Even urban people are starting to realize the lack of common sense being used by this government on the industrial scale wind turbine developments.
A guest to Huron County on Thanksgiving weekend, seeing the turbines that surround one of the most idyllic river valley neighbourhoods, home to 8 families with lots of children and grandchildren, zoned agricultural, recreational and residential, adjoining hundreds of acres of Heritage Bush which used to be a sanctuary for birds and a flyway of significance for migrating birds, was shocked at the sheer stupidity of the siting of the turbines.

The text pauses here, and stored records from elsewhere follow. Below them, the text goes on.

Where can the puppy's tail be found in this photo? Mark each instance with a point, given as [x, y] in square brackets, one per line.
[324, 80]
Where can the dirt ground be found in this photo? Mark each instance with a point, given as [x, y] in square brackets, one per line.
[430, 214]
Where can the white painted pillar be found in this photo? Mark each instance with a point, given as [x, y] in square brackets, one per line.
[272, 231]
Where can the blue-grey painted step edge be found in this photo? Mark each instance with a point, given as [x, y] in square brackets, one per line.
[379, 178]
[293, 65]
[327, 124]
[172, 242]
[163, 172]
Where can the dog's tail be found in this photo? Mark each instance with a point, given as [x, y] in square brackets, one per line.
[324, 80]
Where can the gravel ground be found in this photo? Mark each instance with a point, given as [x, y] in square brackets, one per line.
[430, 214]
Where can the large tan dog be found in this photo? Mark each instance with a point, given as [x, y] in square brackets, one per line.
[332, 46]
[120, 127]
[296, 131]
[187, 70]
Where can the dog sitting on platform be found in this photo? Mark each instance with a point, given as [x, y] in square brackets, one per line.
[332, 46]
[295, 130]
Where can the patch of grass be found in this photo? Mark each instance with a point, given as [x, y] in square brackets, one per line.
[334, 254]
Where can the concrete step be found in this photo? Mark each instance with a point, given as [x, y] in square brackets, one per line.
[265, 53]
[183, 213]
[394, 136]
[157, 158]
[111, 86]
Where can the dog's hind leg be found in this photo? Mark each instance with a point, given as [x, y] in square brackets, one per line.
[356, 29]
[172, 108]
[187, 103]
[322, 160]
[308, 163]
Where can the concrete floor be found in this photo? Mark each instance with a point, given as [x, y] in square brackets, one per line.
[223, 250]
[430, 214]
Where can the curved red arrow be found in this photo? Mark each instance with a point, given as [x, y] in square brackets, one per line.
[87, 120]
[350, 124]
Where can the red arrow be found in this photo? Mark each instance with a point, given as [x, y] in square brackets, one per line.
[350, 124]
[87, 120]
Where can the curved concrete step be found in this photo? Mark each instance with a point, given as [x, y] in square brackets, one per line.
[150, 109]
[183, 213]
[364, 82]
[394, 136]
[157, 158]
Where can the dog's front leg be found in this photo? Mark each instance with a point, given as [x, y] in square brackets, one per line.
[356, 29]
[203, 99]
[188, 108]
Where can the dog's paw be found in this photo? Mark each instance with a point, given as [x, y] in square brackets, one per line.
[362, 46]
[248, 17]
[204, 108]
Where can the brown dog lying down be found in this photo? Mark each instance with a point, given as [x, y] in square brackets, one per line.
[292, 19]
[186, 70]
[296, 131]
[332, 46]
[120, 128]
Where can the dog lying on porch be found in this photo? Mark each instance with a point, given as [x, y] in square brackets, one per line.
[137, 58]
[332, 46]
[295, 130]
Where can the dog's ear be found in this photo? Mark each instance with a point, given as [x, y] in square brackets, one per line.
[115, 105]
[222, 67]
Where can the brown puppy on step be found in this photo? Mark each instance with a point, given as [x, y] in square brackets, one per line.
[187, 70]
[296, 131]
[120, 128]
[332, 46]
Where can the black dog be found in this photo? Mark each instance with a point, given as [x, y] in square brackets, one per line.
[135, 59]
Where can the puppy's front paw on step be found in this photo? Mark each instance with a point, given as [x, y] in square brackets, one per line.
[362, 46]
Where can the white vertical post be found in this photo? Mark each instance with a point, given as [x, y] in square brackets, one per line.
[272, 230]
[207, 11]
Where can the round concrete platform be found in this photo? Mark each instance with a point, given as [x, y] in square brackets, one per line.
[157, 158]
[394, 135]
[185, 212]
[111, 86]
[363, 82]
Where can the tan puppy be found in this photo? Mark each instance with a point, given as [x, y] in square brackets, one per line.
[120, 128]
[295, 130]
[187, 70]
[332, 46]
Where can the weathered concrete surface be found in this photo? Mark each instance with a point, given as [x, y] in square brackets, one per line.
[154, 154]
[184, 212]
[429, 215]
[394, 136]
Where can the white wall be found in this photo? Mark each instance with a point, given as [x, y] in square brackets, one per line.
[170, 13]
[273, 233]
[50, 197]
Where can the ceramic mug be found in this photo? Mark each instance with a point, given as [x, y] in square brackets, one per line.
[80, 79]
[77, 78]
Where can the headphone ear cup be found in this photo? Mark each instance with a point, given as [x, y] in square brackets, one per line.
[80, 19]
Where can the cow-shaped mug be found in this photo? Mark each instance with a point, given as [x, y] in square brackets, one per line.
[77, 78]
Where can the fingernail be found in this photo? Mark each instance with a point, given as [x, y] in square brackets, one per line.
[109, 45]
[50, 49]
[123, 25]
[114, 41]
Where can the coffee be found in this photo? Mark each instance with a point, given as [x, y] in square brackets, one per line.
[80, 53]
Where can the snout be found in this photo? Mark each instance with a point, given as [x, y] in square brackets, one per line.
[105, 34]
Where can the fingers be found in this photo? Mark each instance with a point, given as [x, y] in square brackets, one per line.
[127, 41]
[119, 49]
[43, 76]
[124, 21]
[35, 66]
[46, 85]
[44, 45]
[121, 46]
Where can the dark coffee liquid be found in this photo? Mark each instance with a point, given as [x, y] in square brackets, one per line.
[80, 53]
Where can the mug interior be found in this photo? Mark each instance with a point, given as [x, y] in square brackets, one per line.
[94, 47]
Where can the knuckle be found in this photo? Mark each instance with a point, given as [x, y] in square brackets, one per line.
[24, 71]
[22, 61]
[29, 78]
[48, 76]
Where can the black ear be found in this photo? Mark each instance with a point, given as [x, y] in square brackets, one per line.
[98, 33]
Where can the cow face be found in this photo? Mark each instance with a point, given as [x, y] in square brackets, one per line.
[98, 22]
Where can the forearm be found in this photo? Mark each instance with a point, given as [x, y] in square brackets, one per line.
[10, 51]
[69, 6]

Most people remark that there are “too many” and they are “too close”. One guest from New Zealand this summer said that when she arrived, the proximity of the turbines to homes hit her with a “bang!”. She spent most of her 3 week vacation, unable to sleep.
The lack of common sense in siting has caused both psychological and physical harm. This harm has been reported over and over again by residents, who were forced against their will and without having given consent, to be suddenly surrounded by cluster of turbines. They have begged for protection. To this day, the turbines are still running. The MOECC was not prepared to handle the issue of harm from audible noise, low frequency noise modulations and infrasound radiation. The MOH has failed to step up and protect residents.
Have you seen James Corbett’s recently published documentary ‘Big Oil’ explaining how and why this is happening?